Young Jean Lee’s brave societal exploration, STRAIGHT WHITE MEN, brings out the issues of privilege among, you guessed it—straight white men.
After an explosion of pre-show hip hop music, we witness the subjects, three grown brothers and Dad, during their annual Christmas ritual in one of their favorite habitats; a beige den, with neutral wall to wall carpet, replete with their favorite toys, snacks and beverages. The brothers horse around, banter, act like apes and other animals enjoying a return to the more wild days of their youth, while Dad or Ed (Dan Kern), a comfortably retired engineer, laid back, presumably widowed, enjoys watching their juvenile hi-jinks, like an ideal father. At one point Jake (Tim Dugan), the middle brother, and Drew (Kevin Meehan), the youngest, drag “Privilege” out of the closet, a game their mother had adapted from “Monopoly” to educate them in the ways of political correctness and social understanding, some of which seems to have stuck.
The brothers drink, dance, debate and dabble in light debauchery, enjoying the male bonding for the most part, until Matt (Steven Rishard), the older brother, has a minor melt down for no discernible reason. The few tears Matt sheds dampen the madcap holiday mood, setting off discord about what is wrong with Matt, Drew pushes therapy on Matt, because that is what helped Drew to be happy and fulfilled in his life as a published writer and teacher. Jake, a successful banker, believes that Matt, a Harvard educated prodigy, could do much better in life than working menial jobs for charitable organizations. Jake asserts that Matt doesn’t want to succeed because that would negate Matt’s highly ingrained political beliefs. Ed thinks that Matt is overwhelmed by outstanding student loans and offers to pay off his debt.
More is revealed about the others than why Matt is upset.
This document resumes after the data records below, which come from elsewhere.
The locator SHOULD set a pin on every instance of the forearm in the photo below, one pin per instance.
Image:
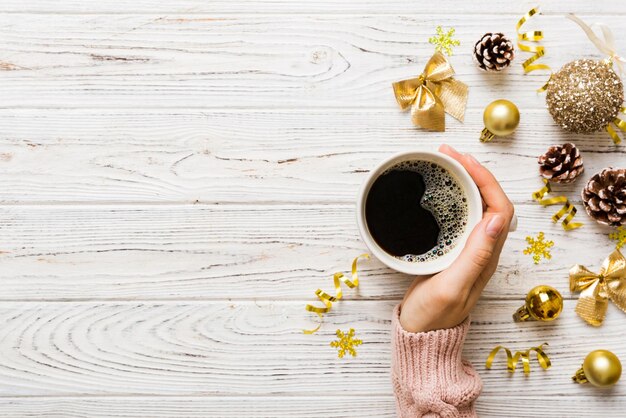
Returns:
(429, 377)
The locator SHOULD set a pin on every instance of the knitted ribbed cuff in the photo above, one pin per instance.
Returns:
(434, 356)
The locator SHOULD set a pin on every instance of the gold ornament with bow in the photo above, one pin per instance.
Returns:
(433, 94)
(597, 289)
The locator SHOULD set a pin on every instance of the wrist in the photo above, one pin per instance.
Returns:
(415, 321)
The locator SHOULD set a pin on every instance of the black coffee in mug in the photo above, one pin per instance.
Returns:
(416, 211)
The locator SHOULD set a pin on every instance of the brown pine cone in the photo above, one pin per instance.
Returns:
(605, 196)
(561, 163)
(494, 52)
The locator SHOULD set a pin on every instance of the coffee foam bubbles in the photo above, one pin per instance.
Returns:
(446, 200)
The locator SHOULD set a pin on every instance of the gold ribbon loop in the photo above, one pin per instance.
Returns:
(328, 299)
(433, 94)
(513, 359)
(539, 51)
(597, 289)
(567, 212)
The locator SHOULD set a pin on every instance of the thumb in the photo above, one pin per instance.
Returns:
(479, 250)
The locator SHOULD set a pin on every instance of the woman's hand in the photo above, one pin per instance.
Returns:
(445, 299)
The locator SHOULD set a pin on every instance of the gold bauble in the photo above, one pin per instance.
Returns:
(543, 303)
(585, 95)
(601, 368)
(501, 118)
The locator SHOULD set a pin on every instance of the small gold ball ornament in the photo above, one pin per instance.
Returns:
(585, 95)
(601, 368)
(501, 118)
(543, 303)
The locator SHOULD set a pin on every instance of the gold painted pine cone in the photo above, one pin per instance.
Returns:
(604, 197)
(561, 163)
(494, 52)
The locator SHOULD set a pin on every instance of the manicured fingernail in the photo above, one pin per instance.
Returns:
(495, 225)
(472, 159)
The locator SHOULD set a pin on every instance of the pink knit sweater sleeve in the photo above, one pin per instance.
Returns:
(429, 377)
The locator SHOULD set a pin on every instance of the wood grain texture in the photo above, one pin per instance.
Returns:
(85, 156)
(243, 61)
(177, 178)
(301, 406)
(443, 7)
(236, 251)
(257, 348)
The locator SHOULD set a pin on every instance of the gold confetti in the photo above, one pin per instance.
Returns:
(620, 236)
(346, 343)
(443, 41)
(538, 247)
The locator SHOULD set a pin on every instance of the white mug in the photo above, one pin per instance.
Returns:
(474, 213)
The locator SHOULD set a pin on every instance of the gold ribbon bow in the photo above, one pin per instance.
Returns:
(596, 289)
(513, 359)
(432, 94)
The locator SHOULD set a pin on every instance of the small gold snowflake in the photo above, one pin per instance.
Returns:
(443, 41)
(538, 247)
(346, 343)
(620, 236)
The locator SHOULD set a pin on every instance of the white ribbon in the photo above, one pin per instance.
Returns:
(606, 46)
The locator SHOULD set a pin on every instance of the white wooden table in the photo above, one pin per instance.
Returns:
(177, 178)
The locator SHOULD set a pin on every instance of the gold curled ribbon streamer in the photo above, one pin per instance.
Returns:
(539, 51)
(328, 299)
(513, 359)
(567, 212)
(597, 289)
(433, 94)
(620, 124)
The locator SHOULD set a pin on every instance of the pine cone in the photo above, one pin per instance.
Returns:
(605, 196)
(494, 52)
(561, 163)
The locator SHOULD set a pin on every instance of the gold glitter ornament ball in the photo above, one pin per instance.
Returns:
(585, 95)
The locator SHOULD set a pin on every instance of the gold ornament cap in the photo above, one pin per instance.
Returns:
(601, 368)
(501, 118)
(543, 303)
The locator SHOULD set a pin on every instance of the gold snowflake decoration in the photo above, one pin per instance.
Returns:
(620, 236)
(538, 247)
(346, 343)
(443, 41)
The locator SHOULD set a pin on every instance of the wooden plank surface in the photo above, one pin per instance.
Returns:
(295, 7)
(103, 252)
(84, 156)
(177, 178)
(257, 348)
(252, 60)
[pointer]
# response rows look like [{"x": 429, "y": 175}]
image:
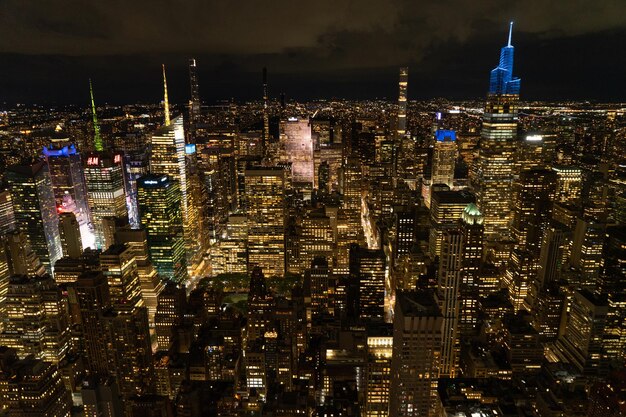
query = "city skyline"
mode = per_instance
[{"x": 285, "y": 257}]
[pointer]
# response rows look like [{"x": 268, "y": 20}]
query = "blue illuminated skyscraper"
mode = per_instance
[
  {"x": 494, "y": 172},
  {"x": 502, "y": 80}
]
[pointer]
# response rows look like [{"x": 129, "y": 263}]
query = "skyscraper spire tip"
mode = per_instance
[
  {"x": 166, "y": 103},
  {"x": 97, "y": 139}
]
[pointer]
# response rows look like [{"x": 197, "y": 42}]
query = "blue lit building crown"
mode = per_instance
[{"x": 502, "y": 80}]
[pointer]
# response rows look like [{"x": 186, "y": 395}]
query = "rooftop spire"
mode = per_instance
[
  {"x": 166, "y": 103},
  {"x": 97, "y": 139}
]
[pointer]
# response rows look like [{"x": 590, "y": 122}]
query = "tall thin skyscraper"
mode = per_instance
[
  {"x": 168, "y": 157},
  {"x": 35, "y": 209},
  {"x": 497, "y": 149},
  {"x": 194, "y": 102},
  {"x": 471, "y": 226},
  {"x": 266, "y": 117},
  {"x": 444, "y": 157},
  {"x": 450, "y": 268},
  {"x": 7, "y": 215},
  {"x": 104, "y": 176},
  {"x": 417, "y": 338},
  {"x": 105, "y": 190},
  {"x": 97, "y": 139},
  {"x": 534, "y": 192},
  {"x": 161, "y": 217},
  {"x": 402, "y": 96}
]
Jake’s insistence, they put Matt through an excruciating mock employment interview to show him how to be more winning, but this makes matters worse, shredding the last hope for a happy family reunion. Matt still does not divulge the reason for his unmanly tears, seeking to be useful, and to remain as invisible as possible. Ironically, although Matt appears to be endeavoring to not have traits he feels are disliked about his kind (straight white men), he winds up being rejected as a failure, not only by the establishment and others, but by his own family as well.
The ultimate irony in the play comes in the guise of the wonderfully understanding and patient, seemingly sympathetic father, Ed, nailed by actor Dan Kern. His kindness and understanding denote all the best aspects of fatherhood, yet, in the end he sure packs a surprise punch. Steve Rishard endows Matt with quiet strength, even though his character may appear weak on the surface, and is even called cowardly within the play, but as portrayed by Rishard there is more than meets the eye. Tim Dugan’s vivacious outward energy as Jake works well against Kevin Meehan’s academic, more introspective mien as little brother Drew. Matt Pfeiffer succeeds in directing a well-wrought cast, and working with a talented technical team, including scenic designer, Samina Vieth, costume designer Alison Roberts, and sound and lighting designers Larry D. Fowler and Shannon Zura. Applause, which did occur, for theater apprentice extraordinaire, Cat Ramirez, of the breakfast shirt, who handled scene changes upon the handsome set with aplomb and panache.
No actual answers to any issues raised are given by Lee; simply 90 minutes worth of living theatrical momentum to agitate, unsettle and perhaps knock held conceptions out of bounds. Ready to get rattled?.
[Proscenium Theatre, the Drake, 1512 Spruce Street] May 27-June 19, 2016; interacttheatre.org.